Doris Knecht
| 07/08
| Kurier-Kolumne
Was wird nun eigentlich aus Andrea Kdolsky? Eineinhalb Jahre lang Promi gewesen; und jetzt das: Neuwahlen, und die Aussichten, hernach wieder Gesundheitsministerin zu werden, definitiv kläglich.
Was macht Frau Kdolsky, wenn sie nicht mehr vom Blitzlicht der Gesellschaftsfotografenkameras erhellt wird und keiner sich mehr für ihre Kleider, Schuhe, Männer und Lieblingsspeisen interessiert? Wenn sie plötzlich nicht mehr wichtig genug für öffentliche Neugier ist? Kein anders Mitglied dieses Regierungskabinetts kostete das Interesse an seiner Person aus wie Kdolsky: Selbst ihren Rückzug aus der Öffentlichkeit zelebrierte sie wie eine beleidigte Prinzessin.
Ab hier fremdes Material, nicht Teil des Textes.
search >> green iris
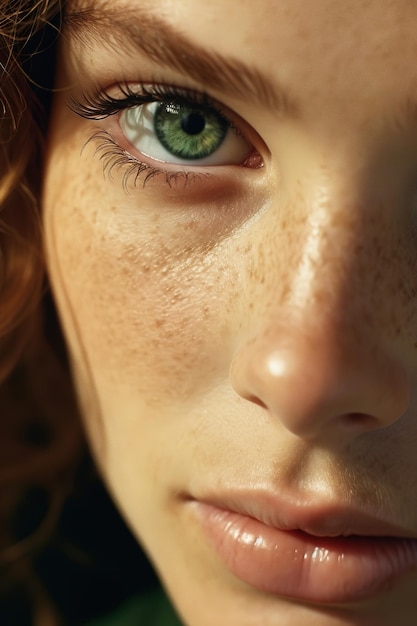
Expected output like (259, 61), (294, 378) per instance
(154, 102), (229, 159)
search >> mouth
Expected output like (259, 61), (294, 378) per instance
(189, 492), (417, 605)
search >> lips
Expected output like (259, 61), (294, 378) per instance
(190, 493), (417, 605)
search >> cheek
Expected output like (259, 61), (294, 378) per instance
(45, 151), (244, 416)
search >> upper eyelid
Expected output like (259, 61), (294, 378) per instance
(67, 80), (270, 158)
(67, 82), (237, 123)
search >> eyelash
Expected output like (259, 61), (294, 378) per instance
(68, 84), (252, 190)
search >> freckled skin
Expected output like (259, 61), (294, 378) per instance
(43, 0), (417, 626)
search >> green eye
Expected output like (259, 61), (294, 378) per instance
(154, 103), (229, 160)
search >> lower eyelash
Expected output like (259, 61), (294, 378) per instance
(83, 130), (204, 193)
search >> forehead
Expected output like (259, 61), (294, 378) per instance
(68, 0), (417, 107)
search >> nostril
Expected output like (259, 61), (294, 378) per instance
(245, 396), (268, 409)
(340, 413), (378, 431)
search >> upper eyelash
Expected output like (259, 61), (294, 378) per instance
(68, 84), (229, 122)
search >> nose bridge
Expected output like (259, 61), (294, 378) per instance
(231, 169), (409, 442)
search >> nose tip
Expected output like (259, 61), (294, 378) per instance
(230, 331), (409, 439)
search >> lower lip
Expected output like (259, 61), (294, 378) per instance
(195, 502), (417, 604)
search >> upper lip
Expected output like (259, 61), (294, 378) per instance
(190, 489), (415, 538)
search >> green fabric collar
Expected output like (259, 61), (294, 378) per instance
(84, 589), (182, 626)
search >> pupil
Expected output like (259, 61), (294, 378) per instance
(181, 113), (206, 135)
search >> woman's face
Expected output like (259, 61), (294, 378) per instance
(43, 0), (417, 626)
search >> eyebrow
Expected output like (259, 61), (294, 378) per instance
(62, 4), (295, 116)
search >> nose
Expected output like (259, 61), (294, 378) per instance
(230, 184), (410, 443)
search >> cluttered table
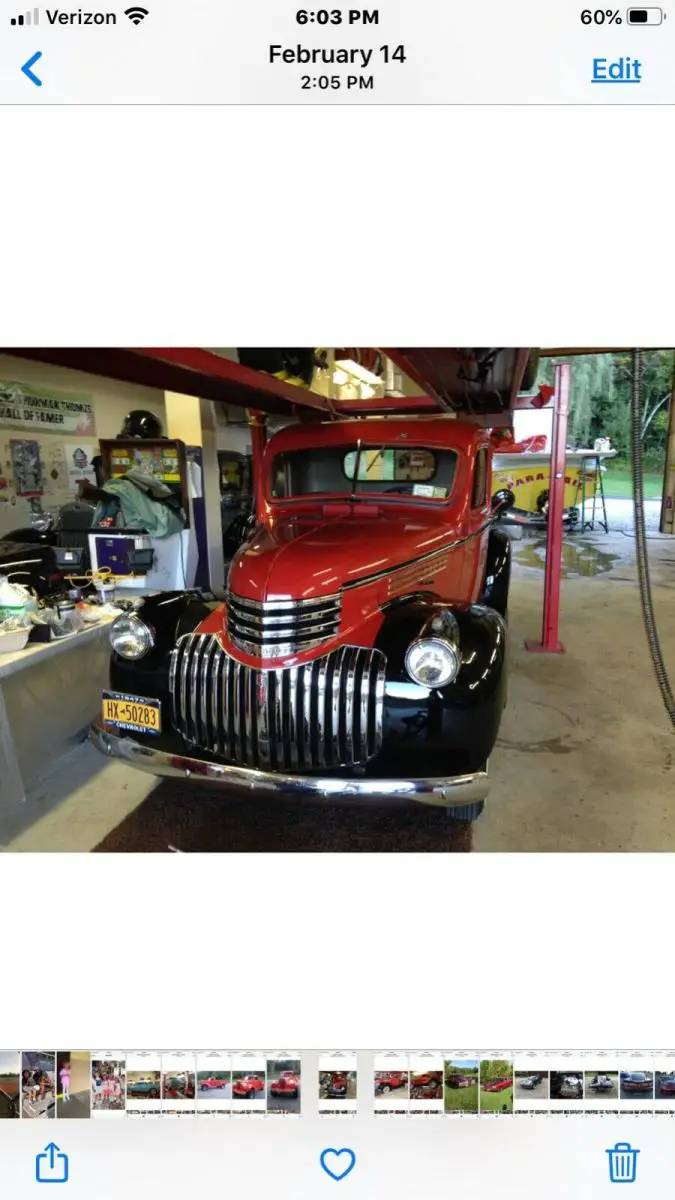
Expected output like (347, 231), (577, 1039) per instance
(0, 605), (128, 825)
Oder Sozialminister Buchinger: Wird er seine Midlifecrisis-Exerzitien (junge Freundin, großes Motorrad, große Haare) künftig ganz abseits der Öffentlichkeit fortführen müssen? Und was wird aus Frau Silhavy? Bevor irgendjemand den Namen der Frauenministerin richtig aussprechen konnte oder über ihre modischen Vorlieben philosophieren: schon wieder Geschichte.
Was macht Eva Steiner, nachdem sie zuvor jahrelang die bundeskanzlerische Eignung ihres Lebensgefährten propagierte, nach dessen Kurzregentschaft? Ehemalige Kanzlergefährtinnen haben es nicht leicht, Sonja Klima zeigt es uns wöchentlich. Wobei Klima besonders hart geext wurde: vom Ex-Kanzler und Ex-Mann. Apropos Ex: Was macht Gusenbauer im Oktober? Bzw: Wen interessierts?
Denn der 100.000-Watt-Scheinwerfer aus medialer Neugier an den nunmehrigen Ex-Promis schwenkt bald weiter auf frische Regierungsrookies. Frische Privatangelegenheiten; frische Affären, neue Faux Pas: fette Beute.